The toll of the Covid-19 pandemic resulted in a natural decline last year in the population of nearly three-quarters of U.S. counties compared to the previous two years, the census bureau said Thursday.
More than 73% of U.S. counties experienced a natural decline, or excess of deaths over births, compared to 55.5% in 2020 and 45.5% in 2019, according to bureau data.
“In 2021, fewer births, an aging population and increased mortality – intensified by the Covid-19 pandemic – contributed to an increase in natural decline,” the US Census Bureau said in a statement.

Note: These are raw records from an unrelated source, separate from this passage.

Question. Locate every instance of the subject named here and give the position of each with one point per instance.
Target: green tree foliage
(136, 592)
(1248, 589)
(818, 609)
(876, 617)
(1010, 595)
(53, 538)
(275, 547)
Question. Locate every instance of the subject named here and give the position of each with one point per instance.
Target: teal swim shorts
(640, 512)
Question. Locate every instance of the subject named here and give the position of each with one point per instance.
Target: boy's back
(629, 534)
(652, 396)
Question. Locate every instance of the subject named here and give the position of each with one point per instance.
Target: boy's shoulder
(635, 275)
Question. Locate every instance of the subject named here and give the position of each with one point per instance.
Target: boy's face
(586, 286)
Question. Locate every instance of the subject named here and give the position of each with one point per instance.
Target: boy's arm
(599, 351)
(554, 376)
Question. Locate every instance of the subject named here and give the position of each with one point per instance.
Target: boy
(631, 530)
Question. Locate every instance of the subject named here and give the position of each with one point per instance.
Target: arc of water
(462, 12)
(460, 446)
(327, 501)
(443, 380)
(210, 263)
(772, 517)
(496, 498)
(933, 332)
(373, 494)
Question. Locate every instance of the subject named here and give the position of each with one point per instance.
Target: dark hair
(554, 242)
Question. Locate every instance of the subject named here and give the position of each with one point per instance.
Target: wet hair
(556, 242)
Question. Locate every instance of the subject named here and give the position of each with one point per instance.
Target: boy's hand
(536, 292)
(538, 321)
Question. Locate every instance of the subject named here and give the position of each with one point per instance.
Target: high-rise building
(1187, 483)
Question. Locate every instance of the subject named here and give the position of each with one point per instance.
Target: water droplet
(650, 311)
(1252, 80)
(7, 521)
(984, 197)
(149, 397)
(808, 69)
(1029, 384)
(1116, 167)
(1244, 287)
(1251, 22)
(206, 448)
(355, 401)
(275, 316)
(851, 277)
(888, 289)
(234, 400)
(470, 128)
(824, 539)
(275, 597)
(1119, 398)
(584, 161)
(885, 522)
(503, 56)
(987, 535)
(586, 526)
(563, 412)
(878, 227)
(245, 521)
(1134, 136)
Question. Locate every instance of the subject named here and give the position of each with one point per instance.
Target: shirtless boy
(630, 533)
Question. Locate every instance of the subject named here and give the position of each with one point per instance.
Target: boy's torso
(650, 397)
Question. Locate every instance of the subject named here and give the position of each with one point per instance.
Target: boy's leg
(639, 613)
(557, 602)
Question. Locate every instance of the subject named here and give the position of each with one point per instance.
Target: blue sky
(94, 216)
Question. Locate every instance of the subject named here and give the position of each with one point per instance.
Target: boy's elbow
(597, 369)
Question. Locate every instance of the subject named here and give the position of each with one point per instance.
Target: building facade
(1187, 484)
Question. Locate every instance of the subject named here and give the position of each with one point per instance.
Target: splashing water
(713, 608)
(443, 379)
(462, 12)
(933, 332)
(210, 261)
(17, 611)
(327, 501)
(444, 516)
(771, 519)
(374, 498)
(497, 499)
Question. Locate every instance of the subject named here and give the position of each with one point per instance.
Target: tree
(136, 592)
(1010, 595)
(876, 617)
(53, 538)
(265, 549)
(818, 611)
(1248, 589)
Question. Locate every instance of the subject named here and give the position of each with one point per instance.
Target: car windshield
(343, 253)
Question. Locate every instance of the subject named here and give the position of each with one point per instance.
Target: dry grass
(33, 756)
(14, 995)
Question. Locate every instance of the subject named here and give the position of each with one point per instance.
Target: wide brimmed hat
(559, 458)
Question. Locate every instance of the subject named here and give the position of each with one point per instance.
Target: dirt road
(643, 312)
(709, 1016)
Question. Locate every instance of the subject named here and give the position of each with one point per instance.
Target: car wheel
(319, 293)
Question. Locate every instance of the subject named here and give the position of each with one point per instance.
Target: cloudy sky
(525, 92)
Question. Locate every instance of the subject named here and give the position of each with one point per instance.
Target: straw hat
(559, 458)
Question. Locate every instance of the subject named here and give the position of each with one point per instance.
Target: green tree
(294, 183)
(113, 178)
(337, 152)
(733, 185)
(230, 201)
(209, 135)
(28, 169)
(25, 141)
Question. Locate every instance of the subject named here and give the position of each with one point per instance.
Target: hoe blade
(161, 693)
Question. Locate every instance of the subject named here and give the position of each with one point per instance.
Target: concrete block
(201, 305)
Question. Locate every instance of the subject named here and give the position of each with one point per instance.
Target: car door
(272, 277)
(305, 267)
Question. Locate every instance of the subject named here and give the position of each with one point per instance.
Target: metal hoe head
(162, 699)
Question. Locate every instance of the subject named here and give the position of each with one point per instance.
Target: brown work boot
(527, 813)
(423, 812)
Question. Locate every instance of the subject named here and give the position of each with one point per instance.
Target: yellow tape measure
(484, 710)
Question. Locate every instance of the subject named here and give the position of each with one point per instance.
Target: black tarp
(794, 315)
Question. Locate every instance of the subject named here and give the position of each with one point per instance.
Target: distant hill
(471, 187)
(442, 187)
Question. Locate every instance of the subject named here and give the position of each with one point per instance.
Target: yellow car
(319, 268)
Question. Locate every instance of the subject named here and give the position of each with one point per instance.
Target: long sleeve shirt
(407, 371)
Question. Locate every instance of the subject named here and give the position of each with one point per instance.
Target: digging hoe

The largest loss, of 159,621, occurred in Los Angeles County in California, according to data released by the bureau as part of its Vintage 2021 population and components of change estimates.
All counties in Delaware, Maine, New Hampshire and Rhode Island experienced natural declines in 2021, he added, while migration also caused population declines for some.
The fall continues a trend in which more than half of all U.S. counties lost population in the decade from 2010, with nearly all of the growth taking place in metropolitan areas, state officials said. census last August.
Between 2020 and 2021, the population grew in approximately 65% of metropolitan areas in all 50 US states and the District of Columbia.
The US population grew at a slower rate in 2021 than any other year on record, as the Covid-19 pandemic compounded the more subdued growth of recent years, the office said.